Ainsi, pour une fois,Je n'ai donc pas eu à me lever, avant 06h00, brutalement réveillé par ce détestable klaxon de "poste de combat ASM".
Aujourd'hui, je ne suis pas passé par mon habituel et familier petit point d'observation ; à savoir, l'aileron tribord, juste en dessous de la passerelle découverte.
Pourquoi ?...
C'est l'endroit où, quelque soit le temps, je peux juger, par moi-même, de l'état de la mer ; j'adore ce moment-là.
Je gagne donc directement le PC ASM et prends place à mon poste, en face du "DUBV" (sonar de veille), dans la demi-pénombre.
Ici, il n'y a pas de hublots ; mais, à en juger par les sauts que fait notre navire, j'en conclue que les flots n'ont pas retrouvé leur calme.
Midi arrive sans incident, et, avec lui, la fin de mon quart.
Il me semble bien, alors que je descends pour prendre l'air sur le pont, que le reoulis et le tangage ont disparu.
Ce n'est pas une illusion ; nous sommes dans un grand golfe (en fait, Saint Florent) balayé par un fort vent venant de la mer, mais il n'y plus de grandes lames, seulement un grand clapot.
Comme j'ai une petite demi-heure, avant d'aller déjeuner ; je ne vais, certes, pas me priver d'assister à la manœuvre qui se déroule en ce moment.
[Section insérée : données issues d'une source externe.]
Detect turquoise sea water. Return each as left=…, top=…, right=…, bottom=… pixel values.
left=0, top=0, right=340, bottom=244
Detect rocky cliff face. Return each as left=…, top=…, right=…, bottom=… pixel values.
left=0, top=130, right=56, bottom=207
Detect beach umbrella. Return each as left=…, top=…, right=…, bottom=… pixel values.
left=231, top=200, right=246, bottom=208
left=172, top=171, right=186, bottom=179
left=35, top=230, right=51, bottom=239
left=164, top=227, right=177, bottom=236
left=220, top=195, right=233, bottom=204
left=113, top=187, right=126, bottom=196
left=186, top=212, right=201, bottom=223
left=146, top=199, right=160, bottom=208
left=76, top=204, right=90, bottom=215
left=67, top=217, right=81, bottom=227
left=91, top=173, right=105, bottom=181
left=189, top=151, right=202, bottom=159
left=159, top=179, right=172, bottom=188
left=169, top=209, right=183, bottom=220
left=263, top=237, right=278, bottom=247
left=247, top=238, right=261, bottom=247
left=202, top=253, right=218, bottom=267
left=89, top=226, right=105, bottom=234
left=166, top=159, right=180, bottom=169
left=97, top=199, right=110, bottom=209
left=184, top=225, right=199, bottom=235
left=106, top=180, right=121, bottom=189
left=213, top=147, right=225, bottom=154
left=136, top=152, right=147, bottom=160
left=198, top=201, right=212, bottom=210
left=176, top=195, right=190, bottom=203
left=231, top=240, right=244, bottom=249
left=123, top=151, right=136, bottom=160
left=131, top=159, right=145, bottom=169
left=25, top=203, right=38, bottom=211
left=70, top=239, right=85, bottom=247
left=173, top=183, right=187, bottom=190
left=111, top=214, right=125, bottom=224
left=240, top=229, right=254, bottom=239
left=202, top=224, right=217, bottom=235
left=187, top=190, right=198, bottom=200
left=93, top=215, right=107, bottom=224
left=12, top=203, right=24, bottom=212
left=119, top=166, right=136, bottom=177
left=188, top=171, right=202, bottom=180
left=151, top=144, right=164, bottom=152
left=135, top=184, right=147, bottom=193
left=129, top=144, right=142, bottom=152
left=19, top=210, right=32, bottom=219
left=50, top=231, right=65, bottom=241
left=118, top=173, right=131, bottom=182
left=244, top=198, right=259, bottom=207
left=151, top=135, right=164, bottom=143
En fait, il s'agit de prendre un poste de mouillage ; mais, sous l'effet du vent, le bâtiment tire sur la ligne d'ancrage et l'ancre dérape, nous obligeant à répéter l'opération, plusieurs fois de suite.
"Larguer l'ancre" ; plouf ! elle plonge.
"Donnez du mou" ; nous culons, bout au vent.
"Raidissez" ; nous devrions empanner, mais nous culons encore.
Belote, rebelote ; belote, rebelote...
Les fonds sont sableux ; ce qui explique cela.
Je suis accoudé à la filière du roof tribord, quand j'entends de grands cris à babord.
Je m'y précipite et je constate que nous sommes pratiquement bord à bord avec le "Gustave Zédé", le navire base des sous-marins.
Comment a-t-on bien pu en arriver là ?
Car, sous l'emprise du vent, nous continuons inexorablement de nous rapprocher de lui ; lentement, mais sûrement.
Déjà, les manœuvriers s'activent à disposer des pare-battages le long de la coque, et ceux d'en face en font autant.
Mais il est déjà trop tard ; il y a un sinistre craquement, et..., et...
Et la baleinière éclate littéralement, coincée, qu'elle est maintenant, entre les hautes superstructures du "Tatave" et les bras de ses bossoirs.
Elle était bien sagement suspendue au bout de ses filins, à demi parée pour sa mise à l'eau ; arrêtée, juste à mi-chemin de sa descente.
alors, les deux coques se touchent ; mais presque en douceur.
Merci, brave petite baleinière qui s'est sacrifiée pour éviter le pire.
Brooom ! Brooom ! la machine se remet en route et nous nous éloignons, enfin, pour trouver un autre mouillage.
Cette fois, nous allons aller loin, bien loin de tout autre voisin et nous réussirons à crocher dans du dur.
"Stoppez les machines" ; ouf ! tout est bien qui finit (presque) bien.
Tout , Mais pas pour le Premier Maître Bosco, qui reste là, les bras ballants, contemplant le désastre, avec, au coin de l’œil, une larme furtive.
C'est bien la seule fois de ma vie où j'aurai vu un OM pleurer.
De son cher joujou, il ne reste rien, sinon un vilain tas de bois sur le pont.
Pauvre homme ; comme il l'aimait, sa baleinière...
De sa baleinière, il ne reste pas grand-chose ; un tas de bois, en fait.